Reconciliarse
Las
lecturas para este próximo domingo sexto del
tiempo ordinario, nos invitan a
observar libremente la ley que Dios nos ha dado, primero, en el antiguo
testamento mediante Moisés y los profetas.
En
el nuevo testamento Jesús nos dice que él no ha venido a abolir la ley si no a
completarla. Luego enumera unas cuantas situaciones y señala la manera que el discípulo debe responder a
ellas.
Entre
estas me impacta la siguiente, “ Por lo tanto, si cuando vas a poner tu ofrenda
sobre el altar, te acuerdas allí mismo
que tu hermano tiene alguna queja contra ti, deja tu ofrenda junto al
altar y ve primero a reconciliarte con tu hermano y vuelve luego a presentar tu
ofrenda…”.
Cuando
tenía algunos 10 o 12 años me enteré que una familia que había sido muy amiga
de nuestra familia, de pronto se enojó con nosotros. Yo estoy seguro que ni mis padres ni abuelos sabían exactamente porque.
Pasó
algún tiempo, probablemente bastante tiempo. Cierto día cuando mi abuelita se
disponía a acercarse a recibir la sagrada comunión durante una celebración
eucarística, sintió que alguien le ponía el brazo en la espalda en señal de
abrazo. Se percató que era su antigua amiga, la madre de la otra familia.
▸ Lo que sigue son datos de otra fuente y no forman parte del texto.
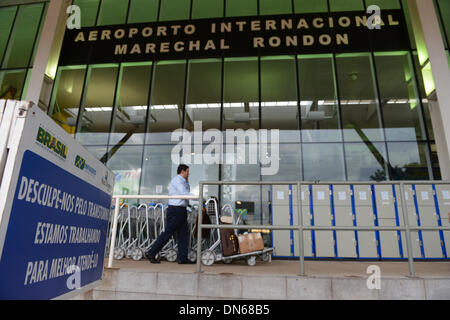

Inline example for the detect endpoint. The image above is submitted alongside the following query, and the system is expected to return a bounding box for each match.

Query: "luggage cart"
[200,197,274,266]
[113,203,131,260]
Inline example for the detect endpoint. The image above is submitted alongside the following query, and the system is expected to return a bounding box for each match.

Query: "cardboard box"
[238,234,252,254]
[238,233,264,254]
[249,232,264,251]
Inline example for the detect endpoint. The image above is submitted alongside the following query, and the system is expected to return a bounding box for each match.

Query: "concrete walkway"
[72,259,450,300]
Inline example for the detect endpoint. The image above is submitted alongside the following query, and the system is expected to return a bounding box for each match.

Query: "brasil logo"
[74,155,86,170]
[36,127,68,159]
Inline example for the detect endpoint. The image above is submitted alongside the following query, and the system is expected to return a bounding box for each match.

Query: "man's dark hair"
[177,164,189,174]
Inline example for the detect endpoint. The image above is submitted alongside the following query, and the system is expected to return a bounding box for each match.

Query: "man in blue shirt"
[147,164,194,264]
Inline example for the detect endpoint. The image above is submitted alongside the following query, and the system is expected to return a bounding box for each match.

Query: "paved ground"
[106,258,450,279]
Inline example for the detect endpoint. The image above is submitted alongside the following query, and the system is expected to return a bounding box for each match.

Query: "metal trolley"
[200,197,274,266]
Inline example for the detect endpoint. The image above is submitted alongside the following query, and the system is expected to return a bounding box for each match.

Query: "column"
[407,0,450,179]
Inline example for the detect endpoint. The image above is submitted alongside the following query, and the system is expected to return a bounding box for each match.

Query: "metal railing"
[195,181,450,276]
[106,181,450,277]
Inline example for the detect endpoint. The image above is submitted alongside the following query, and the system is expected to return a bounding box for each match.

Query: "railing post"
[398,183,416,277]
[297,183,305,276]
[196,183,203,273]
[107,197,121,269]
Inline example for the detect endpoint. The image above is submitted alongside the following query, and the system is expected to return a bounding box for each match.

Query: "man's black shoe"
[148,256,160,264]
[178,260,195,264]
[147,254,160,264]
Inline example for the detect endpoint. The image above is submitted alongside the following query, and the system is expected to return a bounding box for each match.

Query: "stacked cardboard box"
[238,233,264,254]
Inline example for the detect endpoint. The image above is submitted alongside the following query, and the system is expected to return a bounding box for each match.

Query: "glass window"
[49,66,87,135]
[345,142,388,181]
[226,0,257,17]
[141,145,177,195]
[303,143,346,180]
[294,0,328,13]
[329,0,364,11]
[128,0,159,23]
[223,57,259,130]
[401,0,416,50]
[412,52,434,140]
[110,63,152,146]
[261,56,299,142]
[0,6,17,64]
[221,185,262,225]
[437,0,450,47]
[298,54,341,143]
[72,0,100,27]
[335,53,384,143]
[261,143,302,181]
[260,0,292,15]
[192,0,223,19]
[430,143,441,180]
[0,69,27,100]
[185,59,222,131]
[97,0,129,26]
[387,142,430,180]
[374,52,426,141]
[159,0,190,21]
[366,0,400,9]
[2,3,45,69]
[29,3,48,67]
[77,64,119,146]
[147,60,186,144]
[107,145,143,195]
[186,144,220,198]
[85,145,107,162]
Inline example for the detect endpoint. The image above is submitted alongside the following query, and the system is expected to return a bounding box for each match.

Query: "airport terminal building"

Al
comentar lo sucedido, añadiría que al final de misa se acercaron una a la otra,
se abrazaron y ambas lloraron mucho
Siempre
que escucho estas palabras de Jesús, “ antes de presentar tu ofrenda, ve y
Reconcíliate con tu hermano “ recuerdo, aunque han pasado muchos años, lo que
vivió mi abuela.
Ciertamente
aquella señora, antigua amiga de mi abuelita, entendía plenamente el mensaje de
Jesús. Probablemente no fue fácil acercarse a mi abuelita porque podía ser
rechazada. Una de las dudas del que pide
perdón siente el temor de ser rechazado. No es fácil pedir perdón pero es
consejo evangélico
Mi
abuelita por su parte,acepto el abrazo que se le ofrecía. Sé que se había
sentido muy herida por los desaires de aquella familia de quien había sido tan
buena amiga pero en el momento en que se disponía a recibir a Jesús
sacramentado, no podía dejar de aceptar aquel gesto de Reconciliación.
¿
Has vivido una experiencia semejante? ¿
has tenido que pedir perdón alguna vez?¿ cómo has sido recibido?¿ Alguien te ha
pedido perdón alguna vez? ¿ cómo has respondido?
El
perdonar, el pedir perdón o ser
perdonado, el reconciliarse entre hermanos o hermanas es un acto que sana, que
libera.
Cuando
participamos de la actividad reconciliadora por excelencia, el encuentro con
Jesús mediante el sacramento de la reconciliación, la confesión, salimos
perdonados, sanados, liberados.
¡
Que el Padre, el Hijo y el espíritu
Santo sea glorificado en todas partes por la Inmaculada virgen María!